A recently published longitudinal study, funded by National Institute for Health and Care Research (NIHR) and supported by the Imperial NIHR Biomedical Research Centre, analysed the empirical data to assess the window of COVID-19 infectiousness in a real-world community setting, a crucial topic which has not received extensive research attention.
The study began by recruiting a total of 738 participants from 542 households at two different time points to capture different variants of COVID-19. Of the total 738 individuals, 57 participants were at the start of infection, hence, comprised the final study population. Participants underwent self-performed daily upper respiratory tract (URT) swabs for up to 20 days, which were collected to run the necessary tests for the study.
The test results revealed that on average COVID-19 infected people were infectious for five days. Although, 24 out of 38 people tested positive on a PCR test before developing COVID-19 symptoms, this does not confirm that these 24 people were infectious. Only one in five participants was infectious before symptom onset. Most people only became infectious after developing symptoms.
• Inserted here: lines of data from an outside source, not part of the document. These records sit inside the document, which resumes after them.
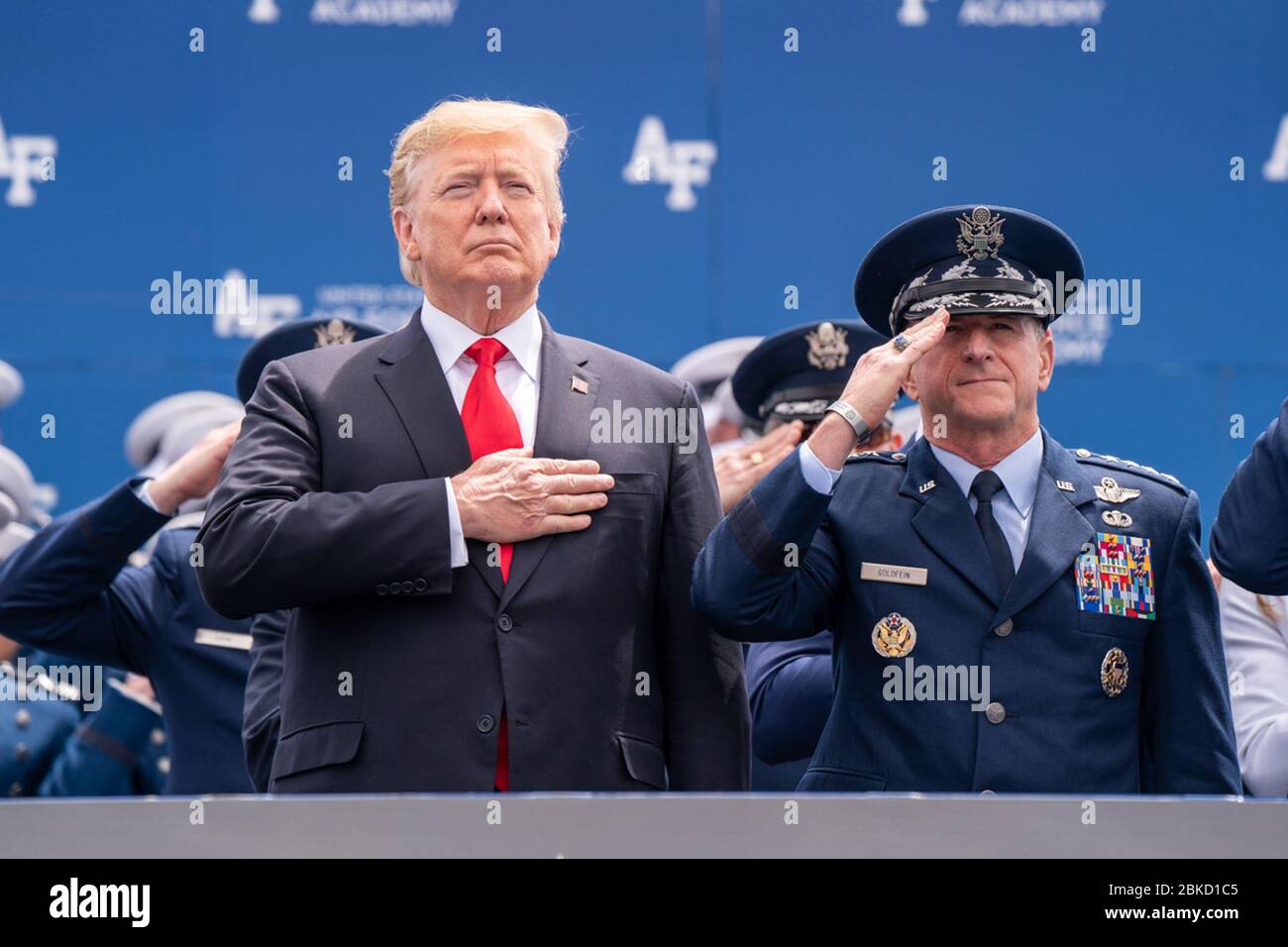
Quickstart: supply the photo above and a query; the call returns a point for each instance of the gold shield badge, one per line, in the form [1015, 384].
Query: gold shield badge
[894, 635]
[1113, 672]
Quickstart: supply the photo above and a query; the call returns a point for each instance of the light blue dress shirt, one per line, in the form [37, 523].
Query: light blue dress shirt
[1013, 506]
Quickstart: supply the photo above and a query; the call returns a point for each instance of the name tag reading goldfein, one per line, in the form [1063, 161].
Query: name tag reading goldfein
[905, 575]
[223, 639]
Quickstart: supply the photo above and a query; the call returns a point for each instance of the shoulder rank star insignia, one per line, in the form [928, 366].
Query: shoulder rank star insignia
[1116, 518]
[894, 635]
[334, 333]
[1113, 672]
[827, 348]
[982, 234]
[1109, 491]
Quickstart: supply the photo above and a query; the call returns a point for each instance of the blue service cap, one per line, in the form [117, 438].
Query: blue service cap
[146, 432]
[798, 372]
[967, 260]
[291, 338]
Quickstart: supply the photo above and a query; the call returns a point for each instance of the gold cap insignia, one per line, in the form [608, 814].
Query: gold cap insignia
[1109, 491]
[334, 333]
[827, 348]
[1113, 672]
[982, 234]
[894, 635]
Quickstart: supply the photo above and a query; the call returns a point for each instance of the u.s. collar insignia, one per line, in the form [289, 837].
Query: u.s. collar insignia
[894, 635]
[1113, 672]
[1109, 491]
[334, 333]
[982, 234]
[827, 348]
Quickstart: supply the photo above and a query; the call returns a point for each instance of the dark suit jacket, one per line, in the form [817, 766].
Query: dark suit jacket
[395, 667]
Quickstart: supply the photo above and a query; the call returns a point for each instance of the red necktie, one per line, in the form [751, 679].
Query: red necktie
[490, 427]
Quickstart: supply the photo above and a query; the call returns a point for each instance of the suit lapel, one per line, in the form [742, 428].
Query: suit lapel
[413, 380]
[944, 521]
[563, 431]
[1057, 530]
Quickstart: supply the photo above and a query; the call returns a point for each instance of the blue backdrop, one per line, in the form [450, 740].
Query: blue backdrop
[825, 121]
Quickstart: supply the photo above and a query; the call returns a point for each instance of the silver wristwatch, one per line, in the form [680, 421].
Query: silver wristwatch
[855, 420]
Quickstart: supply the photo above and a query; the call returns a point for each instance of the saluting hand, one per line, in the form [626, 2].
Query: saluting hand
[194, 474]
[510, 496]
[742, 468]
[874, 385]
The study was limited to a certain age group, very young and older age groups people were not included. However, the selected cohort represented the population and setting responsible for most COVID-19 transmissions worldwide. This was enabled by conducting daily quantitative viral culture and daily symptom records in real-world community contacts, making it likely to be generalisable.
Lately, many public health organisations have changed their guidance to reduce self-isolation periods largely based on modelling or qualitative cross-sectional viral culture data. However, the empirical data from this study suggest that a 5-day self-isolation period releases two-thirds of still-infectious cases into the community, albeit with less viral load (57%). Whereas after 7 days of symptom onset, one-third would still be infectious with minimal infectious viral load (27%). This study adds further evidence to enable policymakers and the public to adapt or minimise the self-isolation periods to match the duration of infectiousness given the societal, psychological and economic costs of self-isolating for longer than is required.